High fluctuation in Q0 value for TD3 agent while training.

6 visualizaciones (últimos 30 días)
James Sorokhaibam
James Sorokhaibam el 12 de Mayo de 2024
Respondida: Ronit el 23 de Mayo de 2024
I am training a TD3 RL agent for pick and place robot. The reward function is, reward = exp(-E/d) where E is the total energy consumed where the trajectory is complete and d is the distance of the object from the end-effector. The training went smoothly while using DQN agent but it fails when DDPG, TD3 are used. What could be the reasion for this?

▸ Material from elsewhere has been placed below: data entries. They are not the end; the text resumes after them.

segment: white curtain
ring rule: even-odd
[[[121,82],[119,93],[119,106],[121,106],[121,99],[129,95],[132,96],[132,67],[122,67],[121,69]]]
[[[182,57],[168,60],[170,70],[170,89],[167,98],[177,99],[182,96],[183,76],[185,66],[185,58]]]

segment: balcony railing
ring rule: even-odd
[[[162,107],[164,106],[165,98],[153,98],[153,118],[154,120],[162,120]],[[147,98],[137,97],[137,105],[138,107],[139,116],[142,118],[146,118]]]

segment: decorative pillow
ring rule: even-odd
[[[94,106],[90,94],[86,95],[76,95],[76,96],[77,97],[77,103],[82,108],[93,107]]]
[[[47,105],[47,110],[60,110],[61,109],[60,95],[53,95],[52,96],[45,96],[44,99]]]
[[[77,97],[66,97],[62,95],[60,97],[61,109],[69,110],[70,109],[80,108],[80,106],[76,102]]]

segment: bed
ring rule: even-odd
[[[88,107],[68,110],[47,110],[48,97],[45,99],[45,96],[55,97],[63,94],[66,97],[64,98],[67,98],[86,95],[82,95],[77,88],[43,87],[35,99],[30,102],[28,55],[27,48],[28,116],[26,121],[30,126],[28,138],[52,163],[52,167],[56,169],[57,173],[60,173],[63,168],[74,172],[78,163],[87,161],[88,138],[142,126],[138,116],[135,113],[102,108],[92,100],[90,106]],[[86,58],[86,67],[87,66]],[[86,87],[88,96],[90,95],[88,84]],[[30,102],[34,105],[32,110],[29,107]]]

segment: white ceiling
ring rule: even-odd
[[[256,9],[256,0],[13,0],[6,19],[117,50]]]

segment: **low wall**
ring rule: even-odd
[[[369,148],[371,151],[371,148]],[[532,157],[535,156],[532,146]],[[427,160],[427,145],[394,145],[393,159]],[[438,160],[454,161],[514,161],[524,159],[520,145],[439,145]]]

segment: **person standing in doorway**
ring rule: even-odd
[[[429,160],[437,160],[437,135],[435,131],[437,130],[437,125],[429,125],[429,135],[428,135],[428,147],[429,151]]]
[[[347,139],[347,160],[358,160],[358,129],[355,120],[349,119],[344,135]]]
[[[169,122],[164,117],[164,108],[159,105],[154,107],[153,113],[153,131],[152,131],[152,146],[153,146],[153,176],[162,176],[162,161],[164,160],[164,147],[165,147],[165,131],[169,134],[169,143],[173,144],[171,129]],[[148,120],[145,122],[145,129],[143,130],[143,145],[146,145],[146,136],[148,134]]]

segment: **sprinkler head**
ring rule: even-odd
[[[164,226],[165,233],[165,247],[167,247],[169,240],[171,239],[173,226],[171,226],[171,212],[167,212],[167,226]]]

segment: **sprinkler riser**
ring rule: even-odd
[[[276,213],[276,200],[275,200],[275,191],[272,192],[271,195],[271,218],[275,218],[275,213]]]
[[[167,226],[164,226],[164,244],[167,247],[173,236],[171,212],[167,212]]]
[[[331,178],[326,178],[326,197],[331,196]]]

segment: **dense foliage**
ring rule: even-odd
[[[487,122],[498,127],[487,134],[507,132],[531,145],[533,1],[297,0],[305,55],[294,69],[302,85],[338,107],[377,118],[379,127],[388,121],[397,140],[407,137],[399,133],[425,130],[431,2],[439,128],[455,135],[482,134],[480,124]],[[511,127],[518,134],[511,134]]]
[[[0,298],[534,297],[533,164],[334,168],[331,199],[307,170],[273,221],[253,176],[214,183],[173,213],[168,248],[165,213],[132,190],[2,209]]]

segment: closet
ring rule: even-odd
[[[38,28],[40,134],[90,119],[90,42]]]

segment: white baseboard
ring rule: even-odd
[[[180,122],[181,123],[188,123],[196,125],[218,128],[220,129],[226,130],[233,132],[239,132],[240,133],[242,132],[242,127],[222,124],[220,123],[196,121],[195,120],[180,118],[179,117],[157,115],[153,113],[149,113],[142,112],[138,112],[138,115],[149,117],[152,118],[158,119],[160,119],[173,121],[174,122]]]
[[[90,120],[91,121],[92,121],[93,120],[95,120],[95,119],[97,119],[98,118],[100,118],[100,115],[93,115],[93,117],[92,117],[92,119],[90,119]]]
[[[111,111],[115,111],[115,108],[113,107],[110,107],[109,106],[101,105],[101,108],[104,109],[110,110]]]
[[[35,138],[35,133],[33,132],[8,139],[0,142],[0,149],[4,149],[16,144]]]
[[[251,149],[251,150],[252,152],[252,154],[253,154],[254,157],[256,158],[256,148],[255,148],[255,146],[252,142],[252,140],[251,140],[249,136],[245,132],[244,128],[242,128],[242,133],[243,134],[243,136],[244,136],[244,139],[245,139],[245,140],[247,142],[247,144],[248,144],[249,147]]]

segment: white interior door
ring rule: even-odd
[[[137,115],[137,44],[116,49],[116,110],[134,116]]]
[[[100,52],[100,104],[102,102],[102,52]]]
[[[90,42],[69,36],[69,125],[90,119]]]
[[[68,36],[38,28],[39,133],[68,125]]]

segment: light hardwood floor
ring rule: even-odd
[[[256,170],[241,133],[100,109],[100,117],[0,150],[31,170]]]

I used the following code for agent creation.
obsInfo = rlNumericSpec([34 1]);
actInfo = rlNumericSpec([14 1], ...
LowerLimit=-1, ...
UpperLimit= 1);
env = rlFunctionEnv(obsInfo,actInfo,"KondoStepFunction","KondoResetFunction");
agent = rlTD3Agent(obsInfo,actInfo);

Respuestas (1)

Ronit
Ronit el 23 de Mayo de 2024
Hello James,
To understand why there are high fluctuations while using different RL agents, firstly we need to understand how these agents work.
  • The primary difference between DQN and agents like DDPG and TD3 is that DQN is just a value-based learning method, whereas DDPG and TD3 use the actor-critic method.
  • The DQN network tries to predict the Q values for each state-action pair, so it is just a single model. On the other hand, DDPG has a critic model that determines the Q value but uses the actor model to determine the action to take. Hence, we can say DDPG tries to directly learn the policy whereas DQN learns the Q values which are used to define the policy, generally an epsilon-greedy policy.
  • So, training an agent with DDPG or TD3 must be done more carefully. Not only because its learning is sometimes unstable, but because the number of hyperparameters to fine-tune in it is pretty much double that of DQN.
Here are a few suggestions which can help in getting good results using TD3 or DDPG agents:
  1. Tune Hyperparameters: Adjust learning rates, replay buffer size, and exploration noise.
  2. Normalize Rewards: Consider scaling your reward to reduce variability and improve learning stability.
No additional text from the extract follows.